One of the common pitfalls I've seen in my time is someone writing a language they are familiar with in a language that just doesn't fit; trying to apply idioms that flow well with one language to another language where that's just not a good way to achieve the same ends.
An example I've seen a lot is a C thinker writing C++ classes with an init() function; sure, it works, but the C++ way is to do that in constructors. (All those about to start listing exceptions to that C++ idiom, please save it to the end, thanks!) The C thinker is still thinking about objects as "allocate memory, then set values" rather than the C++ way where allocation and initialisation are wrapped together into a single action (from the programmer's point of view).
So what are these pitfalls for a C++ thinker when writing Rust? This "phrasebook" is embracing the idea of taking a C++ way of thinking and applying it to Rust, which I'm sure will be fine for many situations, but what are the C++ phrases that are just the wrong way to do things in Rust?
To be fair, there's a reason for the pattern with init methods you're describing.
C++ constructors can't return values.

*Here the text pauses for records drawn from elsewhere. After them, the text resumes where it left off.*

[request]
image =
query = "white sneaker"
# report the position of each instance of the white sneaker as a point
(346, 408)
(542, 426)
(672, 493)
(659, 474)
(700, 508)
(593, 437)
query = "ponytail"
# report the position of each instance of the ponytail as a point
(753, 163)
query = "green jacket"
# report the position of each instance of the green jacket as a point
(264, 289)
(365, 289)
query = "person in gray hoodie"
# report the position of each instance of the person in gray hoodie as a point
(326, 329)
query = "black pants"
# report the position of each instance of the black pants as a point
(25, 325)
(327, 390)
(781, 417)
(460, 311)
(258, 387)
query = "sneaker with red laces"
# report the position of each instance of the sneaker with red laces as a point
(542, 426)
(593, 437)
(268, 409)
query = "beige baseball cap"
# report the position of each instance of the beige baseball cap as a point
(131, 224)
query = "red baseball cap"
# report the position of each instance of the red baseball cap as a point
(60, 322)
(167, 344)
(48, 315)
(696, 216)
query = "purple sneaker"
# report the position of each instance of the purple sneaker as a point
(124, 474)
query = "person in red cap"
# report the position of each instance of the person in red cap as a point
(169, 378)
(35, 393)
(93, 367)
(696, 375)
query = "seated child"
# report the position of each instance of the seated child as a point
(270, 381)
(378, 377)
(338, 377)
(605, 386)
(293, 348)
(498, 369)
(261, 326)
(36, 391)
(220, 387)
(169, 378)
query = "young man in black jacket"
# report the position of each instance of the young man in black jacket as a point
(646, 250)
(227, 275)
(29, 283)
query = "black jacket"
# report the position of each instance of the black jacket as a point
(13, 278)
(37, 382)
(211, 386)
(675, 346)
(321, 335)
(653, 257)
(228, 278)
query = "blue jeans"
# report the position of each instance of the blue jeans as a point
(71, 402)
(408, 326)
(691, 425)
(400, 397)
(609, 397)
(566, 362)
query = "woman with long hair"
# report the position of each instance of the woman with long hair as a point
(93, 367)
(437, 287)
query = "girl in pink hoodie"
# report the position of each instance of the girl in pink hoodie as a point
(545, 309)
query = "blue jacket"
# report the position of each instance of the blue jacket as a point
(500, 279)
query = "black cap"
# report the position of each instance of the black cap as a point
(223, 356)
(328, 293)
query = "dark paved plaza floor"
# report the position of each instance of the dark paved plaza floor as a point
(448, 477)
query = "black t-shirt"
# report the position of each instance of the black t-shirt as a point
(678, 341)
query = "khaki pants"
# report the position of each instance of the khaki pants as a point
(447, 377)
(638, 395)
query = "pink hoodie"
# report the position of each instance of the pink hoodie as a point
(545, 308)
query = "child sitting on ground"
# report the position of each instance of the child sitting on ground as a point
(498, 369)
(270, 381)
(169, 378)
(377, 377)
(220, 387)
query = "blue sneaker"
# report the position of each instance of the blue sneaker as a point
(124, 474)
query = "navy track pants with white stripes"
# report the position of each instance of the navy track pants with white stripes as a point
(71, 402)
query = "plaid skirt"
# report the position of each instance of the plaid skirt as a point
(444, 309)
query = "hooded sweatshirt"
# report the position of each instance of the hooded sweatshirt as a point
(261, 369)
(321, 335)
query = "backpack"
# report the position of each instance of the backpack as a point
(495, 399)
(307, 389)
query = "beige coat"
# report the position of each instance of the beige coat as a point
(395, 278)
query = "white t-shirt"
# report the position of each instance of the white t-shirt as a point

If construction is fallible, the only way to communicate the error is via C++ exceptions. If you're in a code base that embraces exceptions, that's fine. But (C++) exceptions kind of suck, so many code bases don't, and then you have to find some alternatives.
Over the years, I've increasingly adopted a pattern where the constructor is private in this case and the object construction can be done with static methods - which is a bit more like Rust, actually.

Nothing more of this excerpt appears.